The FDA has granted an orphan drug designation (ODD) to ET140203 for the treatment of patients with hepatoblastoma, a rare childhood tumor in the liver that typically occurs in children under the age of 5.1
Eureka is currently enrolling patients in three phase 1/2 trials to investigate the safety and efficacy of ARTEMIS® T cells that have been engineered to target specific liver cancer antigens.
In the ARYA-1 (NCT04502082) and ARYA-2 studies (NCT04634357), adult and pediatric patients, respectively, will receive ET140203 ARTEMIS® T cells directed with a TCR mimic antibody to target an alpha fetoprotein (AFP)-peptide/human leukocyte antigen (HLA)–A2 complex expressed on liver cancer cells.
In the ARYA-3 trial (NCT04864054), patients will receive ECT204 T cells to target the GPC3 protein expressed on the surface of liver cancer cells.
“We are pleased to receive ODD for ET140203 following the FDA’s earlier grant of fast track designation and rare pediatric disease designation to ET140203 for the treatment of hepatoblastoma,” Cheng Liu, PhD, president and chief executive officer of Eureka Therapeutics, said in a press release. “These designations highlight the significant unmet medical need for better pediatric liver cancer treatment options.”
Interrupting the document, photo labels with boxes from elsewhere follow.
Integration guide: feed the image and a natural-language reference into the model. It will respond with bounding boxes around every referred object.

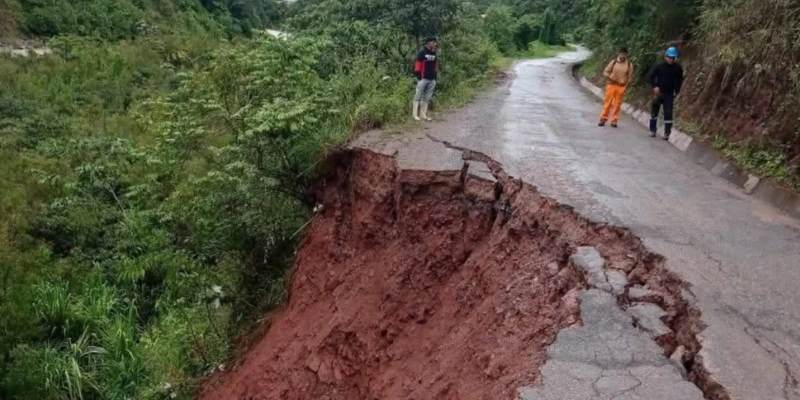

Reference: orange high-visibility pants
[600,84,625,124]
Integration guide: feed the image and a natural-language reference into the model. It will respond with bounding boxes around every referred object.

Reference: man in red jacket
[412,37,439,121]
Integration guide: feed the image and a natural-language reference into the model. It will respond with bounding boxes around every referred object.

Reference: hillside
[0,0,285,40]
[0,0,496,399]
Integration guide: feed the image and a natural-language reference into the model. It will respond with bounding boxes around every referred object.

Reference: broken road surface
[359,49,800,400]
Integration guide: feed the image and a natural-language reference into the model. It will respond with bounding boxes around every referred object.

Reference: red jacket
[414,46,439,80]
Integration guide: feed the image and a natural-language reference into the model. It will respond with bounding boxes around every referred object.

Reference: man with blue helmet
[650,47,683,140]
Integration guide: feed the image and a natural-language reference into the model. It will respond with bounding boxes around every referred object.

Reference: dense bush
[0,0,495,399]
[484,2,566,56]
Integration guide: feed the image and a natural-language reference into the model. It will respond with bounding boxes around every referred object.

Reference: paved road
[412,50,800,400]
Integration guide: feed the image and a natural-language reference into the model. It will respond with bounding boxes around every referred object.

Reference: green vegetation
[0,0,285,40]
[504,0,800,189]
[484,3,566,58]
[0,0,500,399]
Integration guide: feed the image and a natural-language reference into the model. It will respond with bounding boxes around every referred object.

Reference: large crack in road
[202,147,728,400]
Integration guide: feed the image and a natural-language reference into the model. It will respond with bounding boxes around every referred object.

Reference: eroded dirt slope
[201,150,716,400]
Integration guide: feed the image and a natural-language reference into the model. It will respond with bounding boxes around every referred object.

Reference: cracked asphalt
[519,289,703,400]
[359,48,800,400]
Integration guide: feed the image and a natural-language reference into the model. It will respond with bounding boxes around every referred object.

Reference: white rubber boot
[420,101,432,121]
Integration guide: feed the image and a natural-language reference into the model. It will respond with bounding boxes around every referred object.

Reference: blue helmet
[667,47,678,58]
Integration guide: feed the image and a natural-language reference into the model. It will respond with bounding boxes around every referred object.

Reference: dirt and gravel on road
[201,149,726,400]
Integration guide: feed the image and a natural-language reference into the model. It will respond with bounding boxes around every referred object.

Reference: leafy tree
[484,4,516,54]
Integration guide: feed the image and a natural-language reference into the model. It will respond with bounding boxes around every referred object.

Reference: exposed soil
[201,149,725,400]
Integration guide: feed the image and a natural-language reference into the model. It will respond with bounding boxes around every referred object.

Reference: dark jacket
[414,46,439,80]
[650,62,683,95]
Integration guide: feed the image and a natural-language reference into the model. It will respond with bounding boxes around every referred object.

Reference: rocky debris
[200,148,723,400]
[628,285,655,301]
[569,246,614,292]
[606,270,628,295]
[627,303,672,339]
[518,289,703,400]
[681,289,697,307]
[669,346,688,377]
[467,161,497,182]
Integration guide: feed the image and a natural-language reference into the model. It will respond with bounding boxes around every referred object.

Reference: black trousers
[650,93,675,136]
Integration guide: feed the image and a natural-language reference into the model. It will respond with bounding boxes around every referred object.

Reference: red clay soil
[201,150,716,400]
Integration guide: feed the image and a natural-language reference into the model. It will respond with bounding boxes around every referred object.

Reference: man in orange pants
[598,47,633,128]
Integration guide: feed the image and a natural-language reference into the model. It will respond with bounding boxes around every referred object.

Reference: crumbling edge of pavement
[568,63,800,223]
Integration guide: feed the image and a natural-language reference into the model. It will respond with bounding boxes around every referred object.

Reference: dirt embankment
[201,150,723,400]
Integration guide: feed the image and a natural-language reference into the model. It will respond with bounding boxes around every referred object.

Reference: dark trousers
[650,93,675,136]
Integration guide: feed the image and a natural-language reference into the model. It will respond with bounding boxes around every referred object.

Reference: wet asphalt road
[416,49,800,400]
ET140203 is an investigational therapy during which a patient’s T cells are collected, engineered to express Eureka’s proprietary cell receptor, and infused back into the patient. Engineered ET140203 T cells express a TCR-mimic antibody to target an AFP-peptide/HLA-A2 complex on liver cancer cells. Notably, ET140203 T cells also incorporate Eureka’s proprietary tumor infiltration technology demonstrating enhanced ability to infiltrate solid tumors in animal models, which may lead to enhanced efficacy in patients.
ARYA-2 is an open-label, dose-escalation, multi-center, phase 1/2 trial designed to assess the safety, tolerability, and preliminary efficacy of ET140203 T cells in pediatric patients. To be eligible, patients must have AFP-positive/HLA-A2-positive, relapsed/refractory hepatoblastoma, hepatocellular malignant neoplasm not otherwise specified, or hepatocellular carcinoma.2
Following infusion, tumor response assessments will be performed at months 1, 3, 6, 9, 12, 18, and 24. Serum AFP levels will also be measured at each tumor response assessment visit.
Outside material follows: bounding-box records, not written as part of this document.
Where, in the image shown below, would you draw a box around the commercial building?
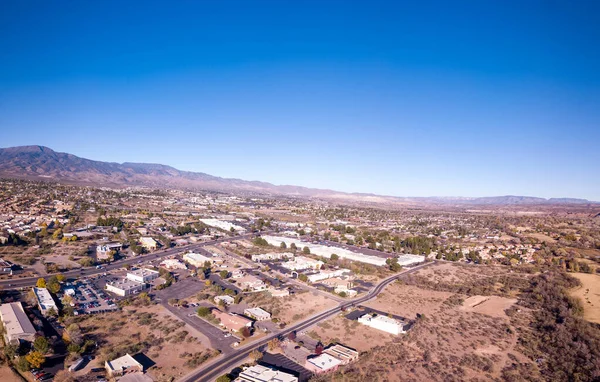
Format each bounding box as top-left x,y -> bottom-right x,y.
252,252 -> 294,262
127,268 -> 159,283
0,302 -> 36,343
308,268 -> 351,283
236,275 -> 267,292
212,309 -> 252,332
324,344 -> 358,365
358,313 -> 405,335
140,237 -> 158,251
267,288 -> 290,297
160,259 -> 187,269
104,353 -> 144,377
304,353 -> 342,374
235,365 -> 298,382
281,256 -> 325,271
32,288 -> 58,316
263,236 -> 386,266
215,295 -> 235,305
244,308 -> 271,321
96,243 -> 123,260
0,259 -> 12,275
106,279 -> 146,297
183,252 -> 213,268
398,254 -> 425,267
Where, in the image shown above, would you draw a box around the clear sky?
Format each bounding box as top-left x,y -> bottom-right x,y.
0,0 -> 600,200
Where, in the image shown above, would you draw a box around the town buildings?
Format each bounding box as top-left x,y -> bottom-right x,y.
281,256 -> 325,271
183,252 -> 213,268
0,302 -> 36,344
104,353 -> 144,377
127,268 -> 159,283
244,308 -> 271,321
358,313 -> 405,335
32,288 -> 58,316
140,237 -> 158,251
235,365 -> 298,382
212,309 -> 252,332
304,353 -> 342,374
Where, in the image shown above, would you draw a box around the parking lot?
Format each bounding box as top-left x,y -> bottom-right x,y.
60,280 -> 118,314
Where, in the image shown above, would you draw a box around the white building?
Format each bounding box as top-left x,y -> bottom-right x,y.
236,275 -> 267,292
0,302 -> 36,343
358,314 -> 405,335
215,295 -> 235,305
281,256 -> 325,271
104,353 -> 144,377
127,268 -> 159,283
308,268 -> 350,283
106,279 -> 146,297
140,237 -> 158,251
263,236 -> 386,266
183,252 -> 214,268
398,254 -> 425,267
200,219 -> 246,233
160,259 -> 187,269
235,365 -> 298,382
252,252 -> 294,262
244,308 -> 271,321
32,288 -> 58,316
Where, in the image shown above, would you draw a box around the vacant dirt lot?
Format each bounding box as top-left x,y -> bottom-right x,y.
72,305 -> 214,381
571,273 -> 600,324
309,316 -> 395,352
461,296 -> 517,318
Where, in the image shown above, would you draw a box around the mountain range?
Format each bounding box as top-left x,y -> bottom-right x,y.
0,146 -> 591,205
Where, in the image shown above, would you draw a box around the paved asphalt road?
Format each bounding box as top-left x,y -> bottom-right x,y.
180,262 -> 433,382
0,234 -> 254,290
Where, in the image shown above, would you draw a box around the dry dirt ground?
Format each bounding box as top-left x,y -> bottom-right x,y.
309,316 -> 394,352
72,305 -> 213,381
315,264 -> 527,382
571,273 -> 600,324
The active assessment phase of the study will continue for 2 years, after which patients will be followed for 15 years post-treatment for assessment of treatment safety and overall survival.
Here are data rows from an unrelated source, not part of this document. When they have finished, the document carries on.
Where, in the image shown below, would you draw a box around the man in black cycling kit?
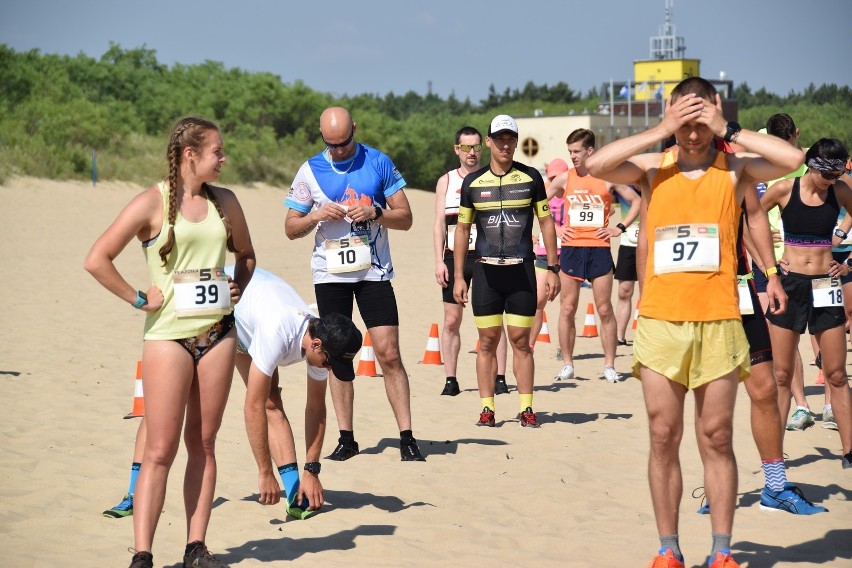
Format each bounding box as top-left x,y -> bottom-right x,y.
453,114 -> 559,428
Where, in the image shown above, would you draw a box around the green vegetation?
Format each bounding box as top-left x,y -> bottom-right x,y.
0,44 -> 852,189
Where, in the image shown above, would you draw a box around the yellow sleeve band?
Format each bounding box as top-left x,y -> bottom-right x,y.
532,199 -> 550,217
459,207 -> 473,223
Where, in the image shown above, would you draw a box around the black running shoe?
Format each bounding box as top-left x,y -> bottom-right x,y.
183,540 -> 228,568
325,438 -> 358,461
441,377 -> 461,396
399,438 -> 426,461
130,552 -> 154,568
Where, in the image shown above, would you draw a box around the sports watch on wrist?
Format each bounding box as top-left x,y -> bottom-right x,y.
725,121 -> 743,142
133,290 -> 148,310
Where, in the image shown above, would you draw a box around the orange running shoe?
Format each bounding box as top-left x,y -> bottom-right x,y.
707,550 -> 740,568
648,548 -> 685,568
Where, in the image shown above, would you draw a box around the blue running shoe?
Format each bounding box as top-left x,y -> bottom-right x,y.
760,483 -> 828,515
103,494 -> 133,519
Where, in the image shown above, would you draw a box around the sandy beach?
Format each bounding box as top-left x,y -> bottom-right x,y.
0,178 -> 852,568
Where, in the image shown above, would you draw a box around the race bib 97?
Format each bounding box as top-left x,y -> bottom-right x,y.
654,224 -> 719,274
174,268 -> 231,318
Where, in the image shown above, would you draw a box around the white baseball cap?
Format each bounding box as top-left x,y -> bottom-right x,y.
488,114 -> 518,138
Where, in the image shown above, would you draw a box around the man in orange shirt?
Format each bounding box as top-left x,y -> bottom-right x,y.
547,128 -> 639,383
586,77 -> 804,568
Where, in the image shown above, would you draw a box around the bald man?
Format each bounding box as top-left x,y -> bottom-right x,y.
284,107 -> 425,461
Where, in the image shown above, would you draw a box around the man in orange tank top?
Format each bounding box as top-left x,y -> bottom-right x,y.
586,77 -> 804,568
547,128 -> 639,383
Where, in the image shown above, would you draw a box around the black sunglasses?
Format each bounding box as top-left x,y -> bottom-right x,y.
320,126 -> 355,148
The primary end points include the incidence and severity of adverse effects following infusion, the incidence of dose-limiting toxicity, and the recommended phase 2 dose of the regimen.
Secondary end points include response rate and pharmacokinetics, which will be evaluated by the expansion and persistence of ET140203 T cells circulating in the blood over time.
The estimated primary study completion date is February 28, 2023.